During WWII, Germans sent out thousands of messages encrypted using the supposedly unbreakable Enigma machine. It was discovered after the war that German intelligence knew that these messages could be captured by the Allies, but they could not think anyone would have the time or resources to possibly decipher them. This strongly held idea that Enigma was unbreakable was perhaps the greatest mistake of Germany.
Another factor, besides German overconfidence, that allowed the Allies to decipher German messages were the patterns discovered when Enigma was used. These patterns were precisely the result of non-randomness that describes human nature. Some keys were easily guessed because the letters on the Enigma keyboard were next to each other. Other keys may have been similarly predictable because they resembled German names, or they were used repeatedly. These were called "cillies." Ironically, an effort to consciously combat human un-randomness was also a mistake on Germany's part. By avoiding "obvious" plugboard settings and arranging rotors to avoid repeated positions, the amount of possible settings were drastically reduced.
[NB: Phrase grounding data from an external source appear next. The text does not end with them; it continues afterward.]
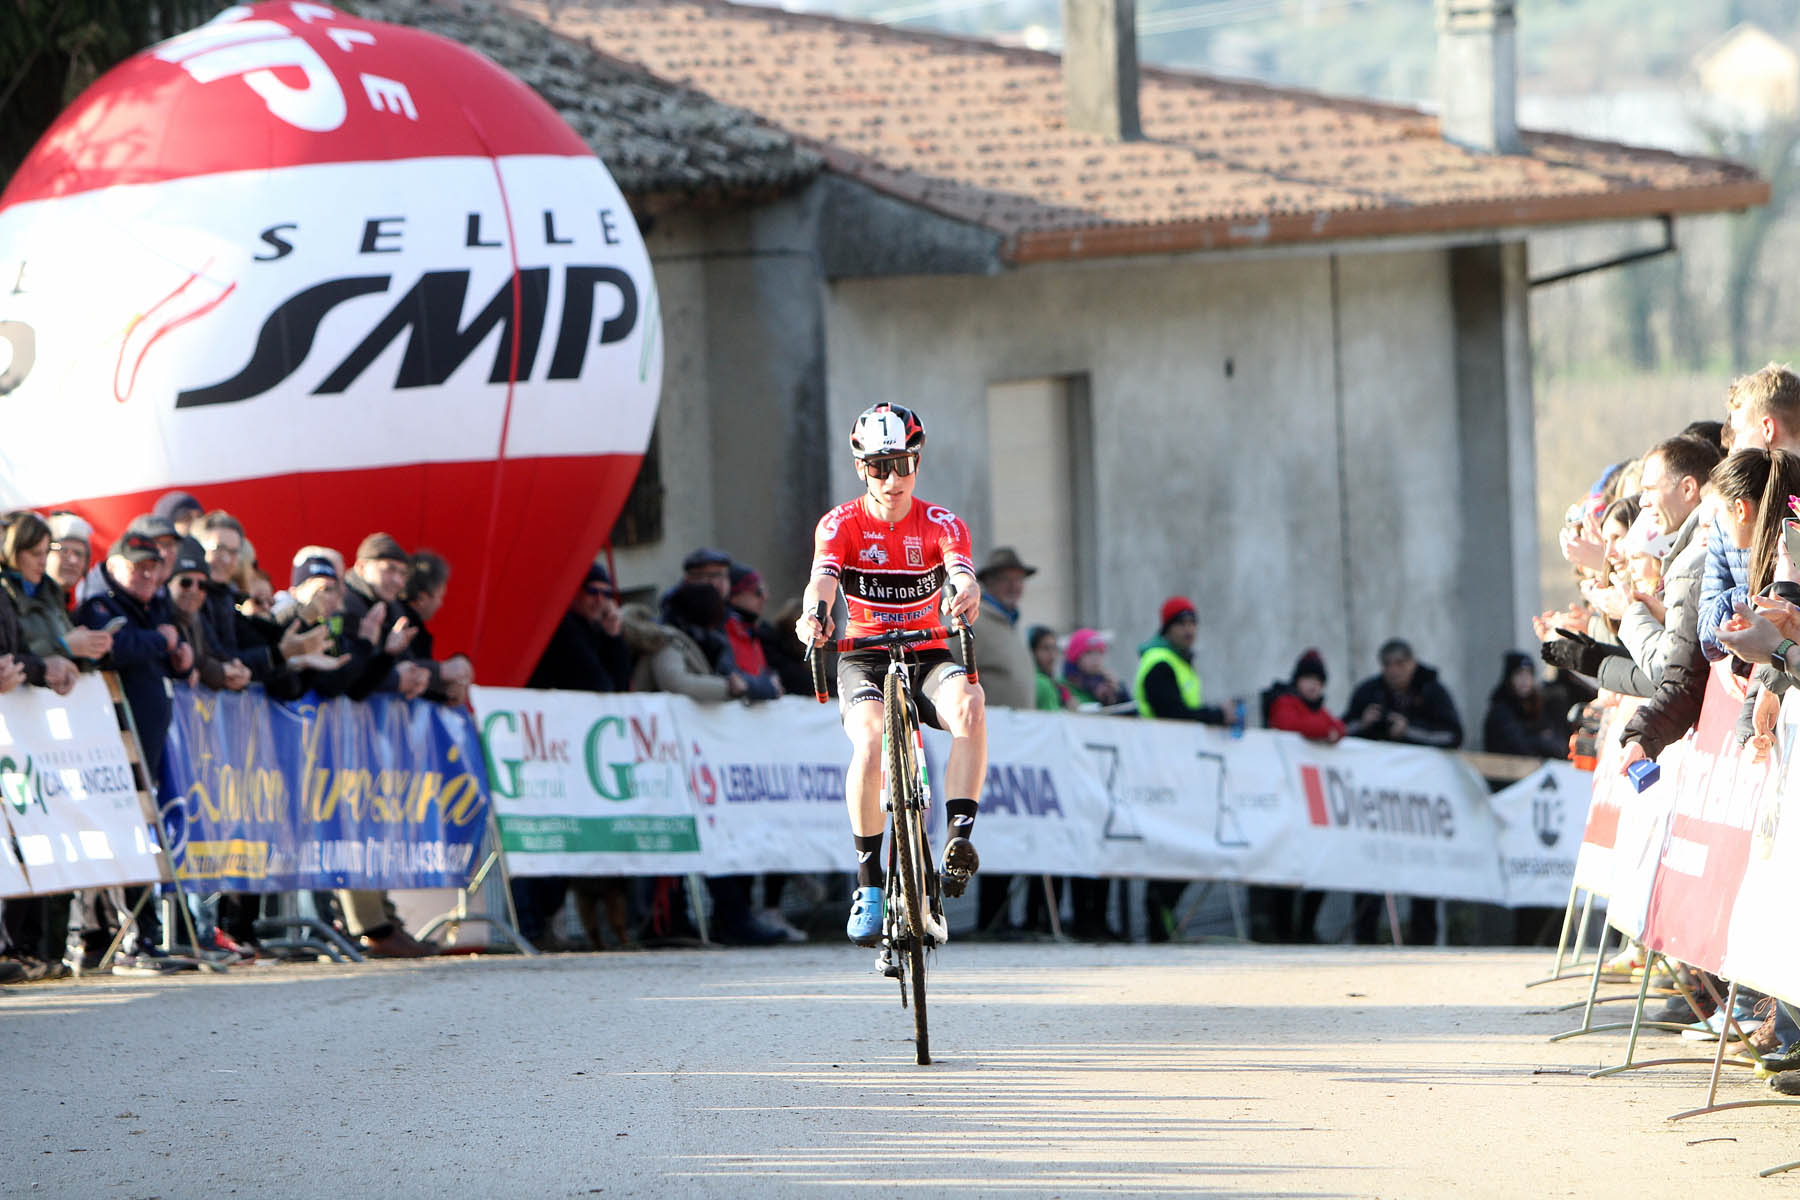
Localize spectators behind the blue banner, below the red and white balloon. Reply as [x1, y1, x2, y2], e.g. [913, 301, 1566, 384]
[0, 491, 475, 982]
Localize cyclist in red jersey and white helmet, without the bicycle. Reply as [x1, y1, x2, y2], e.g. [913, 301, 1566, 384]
[794, 405, 988, 946]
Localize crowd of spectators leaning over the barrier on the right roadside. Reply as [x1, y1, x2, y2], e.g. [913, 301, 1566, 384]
[1526, 363, 1800, 1094]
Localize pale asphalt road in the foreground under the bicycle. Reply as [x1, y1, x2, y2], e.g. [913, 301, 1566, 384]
[0, 945, 1800, 1198]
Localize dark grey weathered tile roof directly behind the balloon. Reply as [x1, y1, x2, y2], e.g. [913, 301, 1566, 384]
[369, 0, 821, 210]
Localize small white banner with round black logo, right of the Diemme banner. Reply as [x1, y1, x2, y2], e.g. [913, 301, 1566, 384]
[1489, 763, 1593, 909]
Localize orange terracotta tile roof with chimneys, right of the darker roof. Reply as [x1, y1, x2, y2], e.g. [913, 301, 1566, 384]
[504, 0, 1768, 261]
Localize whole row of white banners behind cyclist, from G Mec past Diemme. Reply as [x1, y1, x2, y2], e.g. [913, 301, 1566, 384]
[475, 687, 1588, 905]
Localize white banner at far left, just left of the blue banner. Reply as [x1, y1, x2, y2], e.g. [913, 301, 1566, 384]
[0, 675, 160, 894]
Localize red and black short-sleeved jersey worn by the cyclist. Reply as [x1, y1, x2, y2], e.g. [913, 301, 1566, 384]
[812, 497, 976, 648]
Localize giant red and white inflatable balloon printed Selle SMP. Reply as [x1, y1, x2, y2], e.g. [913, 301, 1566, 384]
[0, 2, 662, 684]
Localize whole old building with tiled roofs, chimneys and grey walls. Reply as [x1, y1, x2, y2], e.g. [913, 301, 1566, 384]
[376, 0, 1766, 727]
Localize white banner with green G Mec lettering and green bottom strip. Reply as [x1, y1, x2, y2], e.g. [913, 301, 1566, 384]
[473, 687, 707, 874]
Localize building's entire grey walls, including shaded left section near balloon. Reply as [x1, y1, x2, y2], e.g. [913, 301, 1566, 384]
[617, 189, 1537, 738]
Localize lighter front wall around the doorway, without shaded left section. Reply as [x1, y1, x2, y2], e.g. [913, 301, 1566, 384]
[826, 252, 1483, 725]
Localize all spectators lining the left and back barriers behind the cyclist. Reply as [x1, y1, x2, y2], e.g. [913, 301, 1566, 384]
[0, 460, 1648, 979]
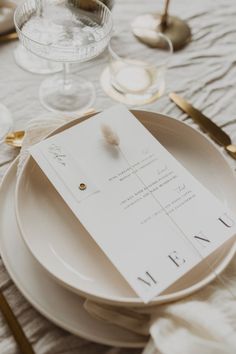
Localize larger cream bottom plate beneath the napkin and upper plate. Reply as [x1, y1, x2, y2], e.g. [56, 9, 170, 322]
[0, 161, 147, 347]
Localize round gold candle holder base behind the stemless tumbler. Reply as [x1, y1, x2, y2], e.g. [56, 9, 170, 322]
[131, 13, 191, 50]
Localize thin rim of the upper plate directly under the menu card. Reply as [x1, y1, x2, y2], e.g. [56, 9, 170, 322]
[15, 109, 236, 307]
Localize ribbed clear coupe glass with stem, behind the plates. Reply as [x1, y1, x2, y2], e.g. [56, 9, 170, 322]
[14, 0, 112, 112]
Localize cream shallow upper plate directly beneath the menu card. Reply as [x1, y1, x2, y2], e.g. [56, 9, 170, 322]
[16, 111, 236, 306]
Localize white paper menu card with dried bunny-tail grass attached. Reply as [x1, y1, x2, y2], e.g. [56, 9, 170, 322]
[30, 105, 236, 303]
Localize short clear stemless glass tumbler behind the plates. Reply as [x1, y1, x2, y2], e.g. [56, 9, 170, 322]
[101, 31, 173, 106]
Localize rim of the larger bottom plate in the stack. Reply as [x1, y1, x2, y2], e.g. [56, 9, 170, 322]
[0, 160, 148, 348]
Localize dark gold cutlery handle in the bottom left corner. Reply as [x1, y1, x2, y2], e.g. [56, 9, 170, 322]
[0, 291, 35, 354]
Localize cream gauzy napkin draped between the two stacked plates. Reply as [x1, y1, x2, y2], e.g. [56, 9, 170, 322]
[18, 114, 236, 354]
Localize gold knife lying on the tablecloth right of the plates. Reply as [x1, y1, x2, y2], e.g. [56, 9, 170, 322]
[169, 92, 236, 159]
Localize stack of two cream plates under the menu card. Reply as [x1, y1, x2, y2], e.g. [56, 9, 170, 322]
[0, 111, 236, 347]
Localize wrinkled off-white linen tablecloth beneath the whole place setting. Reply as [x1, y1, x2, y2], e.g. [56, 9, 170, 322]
[0, 0, 236, 354]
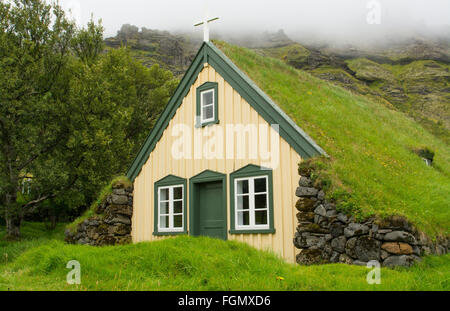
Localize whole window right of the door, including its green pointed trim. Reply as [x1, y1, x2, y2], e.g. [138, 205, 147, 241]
[230, 165, 275, 234]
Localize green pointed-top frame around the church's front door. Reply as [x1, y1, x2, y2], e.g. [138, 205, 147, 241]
[189, 170, 227, 236]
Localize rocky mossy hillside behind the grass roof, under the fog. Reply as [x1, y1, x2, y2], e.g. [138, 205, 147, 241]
[257, 42, 450, 144]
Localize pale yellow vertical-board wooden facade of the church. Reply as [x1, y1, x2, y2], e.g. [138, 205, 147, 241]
[132, 64, 301, 263]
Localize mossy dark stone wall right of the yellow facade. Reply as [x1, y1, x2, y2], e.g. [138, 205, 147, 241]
[294, 170, 450, 267]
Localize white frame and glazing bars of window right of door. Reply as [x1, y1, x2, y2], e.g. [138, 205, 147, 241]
[234, 176, 271, 230]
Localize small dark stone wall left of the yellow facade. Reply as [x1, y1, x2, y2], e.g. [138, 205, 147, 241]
[65, 183, 133, 246]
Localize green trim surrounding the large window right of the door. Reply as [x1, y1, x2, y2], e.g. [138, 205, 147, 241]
[229, 164, 275, 234]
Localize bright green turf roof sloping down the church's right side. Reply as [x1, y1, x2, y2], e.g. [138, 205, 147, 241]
[215, 42, 450, 236]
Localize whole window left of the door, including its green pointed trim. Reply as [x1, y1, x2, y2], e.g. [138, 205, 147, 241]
[153, 175, 187, 235]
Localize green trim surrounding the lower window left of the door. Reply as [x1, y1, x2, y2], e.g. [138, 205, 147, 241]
[153, 175, 188, 236]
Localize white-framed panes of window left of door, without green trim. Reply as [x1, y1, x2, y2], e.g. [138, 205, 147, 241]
[158, 185, 184, 232]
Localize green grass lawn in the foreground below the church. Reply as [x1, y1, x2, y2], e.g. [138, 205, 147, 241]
[0, 223, 450, 291]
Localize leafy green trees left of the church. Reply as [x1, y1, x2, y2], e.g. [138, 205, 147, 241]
[0, 0, 179, 238]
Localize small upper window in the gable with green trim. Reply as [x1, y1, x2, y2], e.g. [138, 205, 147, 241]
[196, 82, 219, 127]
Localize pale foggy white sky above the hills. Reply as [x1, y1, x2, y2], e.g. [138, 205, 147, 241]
[56, 0, 450, 41]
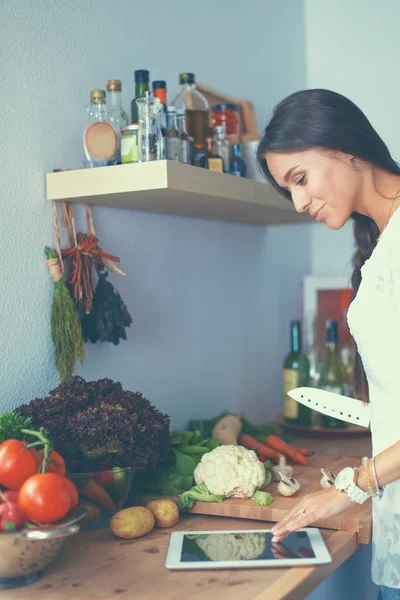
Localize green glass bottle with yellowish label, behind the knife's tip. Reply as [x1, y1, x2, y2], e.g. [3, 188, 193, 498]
[283, 321, 312, 427]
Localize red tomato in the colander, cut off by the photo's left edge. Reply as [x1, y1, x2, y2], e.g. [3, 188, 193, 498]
[0, 440, 38, 490]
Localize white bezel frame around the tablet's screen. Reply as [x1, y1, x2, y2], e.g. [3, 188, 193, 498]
[165, 527, 332, 570]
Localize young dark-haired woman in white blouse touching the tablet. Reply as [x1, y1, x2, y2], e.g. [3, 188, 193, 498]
[258, 90, 400, 600]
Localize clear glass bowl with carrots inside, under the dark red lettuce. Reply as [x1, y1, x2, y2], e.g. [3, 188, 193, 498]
[67, 467, 133, 529]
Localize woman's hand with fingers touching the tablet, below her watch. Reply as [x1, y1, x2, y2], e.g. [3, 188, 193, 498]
[271, 488, 354, 543]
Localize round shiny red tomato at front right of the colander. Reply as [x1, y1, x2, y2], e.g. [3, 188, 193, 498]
[18, 473, 71, 524]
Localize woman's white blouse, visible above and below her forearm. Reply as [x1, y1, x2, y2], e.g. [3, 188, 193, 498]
[347, 208, 400, 588]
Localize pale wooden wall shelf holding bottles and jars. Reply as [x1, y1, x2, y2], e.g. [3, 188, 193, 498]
[46, 160, 308, 225]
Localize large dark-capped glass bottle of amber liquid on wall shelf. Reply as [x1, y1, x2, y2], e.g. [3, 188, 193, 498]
[172, 73, 210, 154]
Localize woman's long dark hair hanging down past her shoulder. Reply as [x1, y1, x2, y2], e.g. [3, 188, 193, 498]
[257, 89, 400, 401]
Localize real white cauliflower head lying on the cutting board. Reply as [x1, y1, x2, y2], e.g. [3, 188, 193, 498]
[194, 445, 265, 498]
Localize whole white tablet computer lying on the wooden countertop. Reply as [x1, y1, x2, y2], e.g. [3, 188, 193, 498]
[165, 527, 332, 569]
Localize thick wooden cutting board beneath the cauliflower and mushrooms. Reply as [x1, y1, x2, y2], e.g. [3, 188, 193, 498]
[135, 455, 372, 544]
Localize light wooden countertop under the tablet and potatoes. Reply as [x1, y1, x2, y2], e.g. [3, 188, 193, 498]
[1, 438, 370, 600]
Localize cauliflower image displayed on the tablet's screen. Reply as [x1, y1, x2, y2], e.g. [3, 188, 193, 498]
[196, 533, 267, 561]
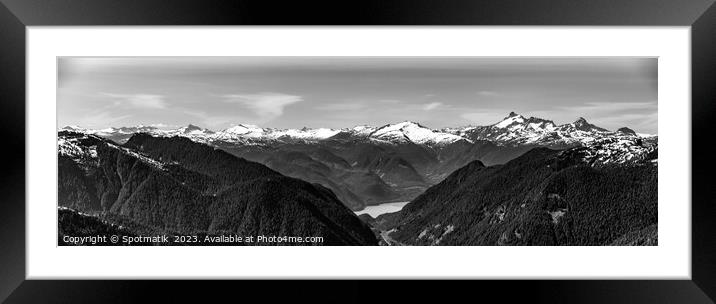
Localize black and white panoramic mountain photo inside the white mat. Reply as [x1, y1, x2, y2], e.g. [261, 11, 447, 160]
[57, 56, 658, 246]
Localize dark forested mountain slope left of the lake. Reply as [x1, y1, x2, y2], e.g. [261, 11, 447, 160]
[58, 131, 376, 245]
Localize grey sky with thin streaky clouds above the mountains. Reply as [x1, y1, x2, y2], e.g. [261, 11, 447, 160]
[57, 57, 657, 134]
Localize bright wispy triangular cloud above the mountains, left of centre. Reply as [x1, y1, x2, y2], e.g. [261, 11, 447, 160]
[222, 92, 303, 121]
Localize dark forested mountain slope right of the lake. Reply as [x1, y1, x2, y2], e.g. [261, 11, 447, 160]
[373, 148, 658, 246]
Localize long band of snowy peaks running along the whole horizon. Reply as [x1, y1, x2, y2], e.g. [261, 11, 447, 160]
[62, 112, 650, 148]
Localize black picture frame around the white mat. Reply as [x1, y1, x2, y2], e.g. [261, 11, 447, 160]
[0, 0, 716, 303]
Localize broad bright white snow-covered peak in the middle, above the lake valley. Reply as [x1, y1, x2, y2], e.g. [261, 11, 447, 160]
[369, 121, 465, 145]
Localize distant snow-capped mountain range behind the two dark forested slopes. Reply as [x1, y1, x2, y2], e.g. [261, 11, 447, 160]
[62, 112, 657, 210]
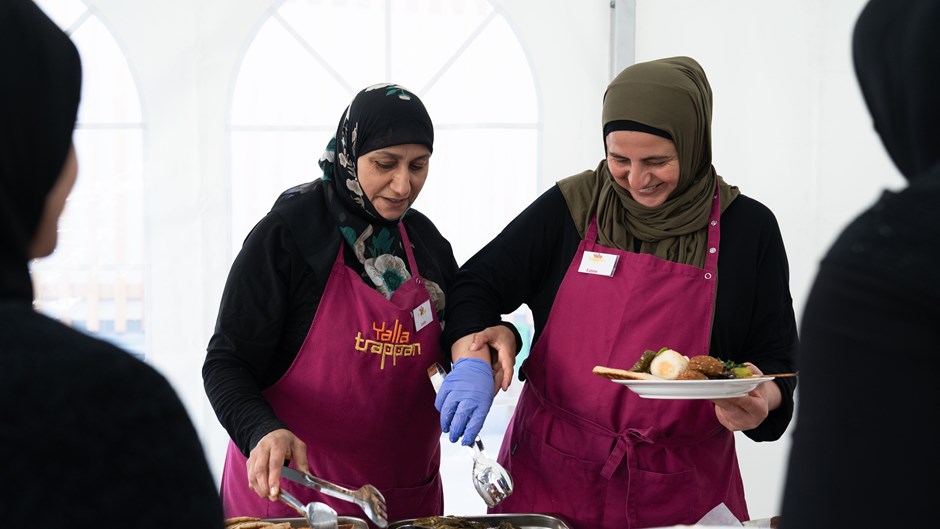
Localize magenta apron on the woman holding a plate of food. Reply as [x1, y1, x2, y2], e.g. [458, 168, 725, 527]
[489, 186, 748, 529]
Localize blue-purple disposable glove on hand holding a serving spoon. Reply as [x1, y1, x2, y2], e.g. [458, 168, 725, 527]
[434, 358, 496, 446]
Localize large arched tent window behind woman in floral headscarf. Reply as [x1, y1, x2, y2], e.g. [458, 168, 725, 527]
[230, 0, 541, 262]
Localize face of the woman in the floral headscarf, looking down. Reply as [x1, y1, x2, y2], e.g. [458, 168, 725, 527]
[356, 143, 431, 220]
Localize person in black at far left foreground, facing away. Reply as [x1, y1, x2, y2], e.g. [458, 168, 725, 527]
[0, 0, 223, 528]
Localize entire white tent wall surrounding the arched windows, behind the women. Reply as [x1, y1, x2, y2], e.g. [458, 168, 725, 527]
[42, 0, 902, 518]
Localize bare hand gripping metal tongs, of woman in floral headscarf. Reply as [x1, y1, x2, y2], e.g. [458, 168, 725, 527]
[247, 429, 310, 501]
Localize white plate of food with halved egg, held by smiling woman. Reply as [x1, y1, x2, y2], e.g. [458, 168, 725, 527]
[594, 347, 775, 399]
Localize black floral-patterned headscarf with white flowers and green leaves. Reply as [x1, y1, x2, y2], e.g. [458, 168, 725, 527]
[320, 83, 442, 302]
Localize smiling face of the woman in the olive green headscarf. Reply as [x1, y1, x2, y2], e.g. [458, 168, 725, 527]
[606, 130, 680, 208]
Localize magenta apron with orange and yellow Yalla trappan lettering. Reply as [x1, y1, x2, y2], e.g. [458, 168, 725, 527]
[221, 223, 444, 521]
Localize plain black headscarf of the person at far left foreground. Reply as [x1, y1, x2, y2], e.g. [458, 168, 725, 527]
[0, 0, 82, 303]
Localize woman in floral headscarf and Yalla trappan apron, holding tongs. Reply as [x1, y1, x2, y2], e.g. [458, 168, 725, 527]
[203, 84, 492, 520]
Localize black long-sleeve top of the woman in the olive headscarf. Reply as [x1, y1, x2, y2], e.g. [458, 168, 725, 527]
[442, 186, 798, 441]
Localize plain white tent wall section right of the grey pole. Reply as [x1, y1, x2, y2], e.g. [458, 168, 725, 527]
[635, 0, 904, 518]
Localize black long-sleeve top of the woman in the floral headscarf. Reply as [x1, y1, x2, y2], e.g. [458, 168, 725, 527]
[202, 180, 457, 457]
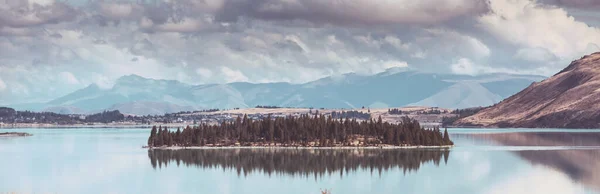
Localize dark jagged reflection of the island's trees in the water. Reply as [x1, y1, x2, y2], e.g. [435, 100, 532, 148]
[148, 149, 450, 177]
Human nature in and of itself is never truly random; this is a basic fact we learn in our statistics classes. If you asked a population to randomly choose a number between 1 and 4, would a fourth of the people choose each of the numbers? Polls have shown that, instead, a clear majority would choose the number 3. In the same manner, cipher keys are not always a random garble of letters. They are often derived from meaningful words or phrases that may be pertinent to the message or the receiver/sender of the message.